To succeed, TQM must engage the energy and imagination of all members of the health care organization. But in the academic world, most physicians necessarily are part-time clinicians. Frequently, patient care is seen by medical school faculty as a burden to be endured, not as a central part of professional identity. Faculty are the top clinical leadership, but attracting and holding their attention on quality problems in patient care can be difficult.
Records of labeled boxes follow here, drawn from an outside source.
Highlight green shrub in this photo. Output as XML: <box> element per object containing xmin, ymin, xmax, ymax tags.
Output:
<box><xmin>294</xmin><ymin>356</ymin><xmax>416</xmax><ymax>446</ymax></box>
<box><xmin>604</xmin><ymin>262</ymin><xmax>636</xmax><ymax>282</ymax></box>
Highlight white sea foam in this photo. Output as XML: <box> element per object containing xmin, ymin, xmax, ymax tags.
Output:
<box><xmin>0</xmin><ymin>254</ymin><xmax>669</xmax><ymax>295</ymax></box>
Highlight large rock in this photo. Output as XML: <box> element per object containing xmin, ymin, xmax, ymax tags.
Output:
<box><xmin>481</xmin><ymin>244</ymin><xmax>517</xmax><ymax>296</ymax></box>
The demands of the training environment also work against the implemenration of TQM. Incompletely trained physicians--housestaff and students--have their hands full learning the mechanics of patient care. They rarely are willing participants in a quality improvement effort. Faculty, residents, and students all rotate through outpatient clinics and inpatient wards. Few physicians will serve on a quality improvement team that concentrates on a clinical service they will soon leave.

TQM requires an analysis of waste, complexity, and rework, but some inefficiencies are inherent in the academic world. Patient flow through outpatient clinics, for example, must include enough time for teaching and review of trainees' work by faculty attendings. Some tests are ordered "for completeness"--that is, because they illustrate a teaching point, not because the diagnosis really is in doubt.

Even the culture of the academic medical center is a barrier to TQM. As noted above, rewards in medical school come from research and teaching, not from patient care. Superior clinical performance is assumed, not evaluated and certainly not rewarded. The presumption of excellence can interfere with the honest self-assessment that TQM requires.

In recent years, competition has shrunk the patient care bases of many academic medical centers. Patients naturally seek health care they perceive to be of the highest quality, but the university hospital no longer is perceived automatically as the best. Paradoxically, then, academic medical centers must emphasize quality to attract patients, even though patient care has not been a priority for them.

The Crisis

The Department of Family Medicine (DFM) of the University of Colorado School of Medicine operates a Family Medicine Center (FMC) in which faculty and residents see approximately 15,000 patients a year. For many years, the practice was ignored. Overworked faculty were always willing to cancel their own patient care hours whenever they needed discretionary time. Residents behaved like their teachers. The practice literally was held together by its nursing and clerical staff. During the 1987-88 academic year, there were signs that the patient base was eroding. Faculty realized this not only would mean a loss of service for many patients, but also would hinder the educational and research agendas of the department.

In response, the faculty approved a plan to address quality-of-care concerns. An important change concerned the physician management of the FMC. Traditionally, the medical director had been a junior faculty member with no management training and no mandate for change. The incumbent had responsibility for the most mundane details of running the practice. Inexperienced physician managers behaved like physicians instead of managers; they gave orders and expected them to be carried out. Not surprisingly, medical directors came and went, and the practice went on as before. The 1988 practice revision plan created a new Division of Clinical Affairs within the department, with a more senior faculty member as its director. The first Director of Clinical Affairs (DCA) had experience in management and was given an unmistakable mandate for change. Day-to-day responsibilities for running the practice were transferred to a full-time practice manager, leaving the director free to concentrate on a quality assessment and improvement program.

The practice revision plan did more than redraw the organizational chart. It created a weekly "practice meeting' in which residents, faculty, and staff met to discuss patient care issues. Over time, this meeting, which had a vague agenda when conceived, became a forum for internal customers and suppliers to work out problems.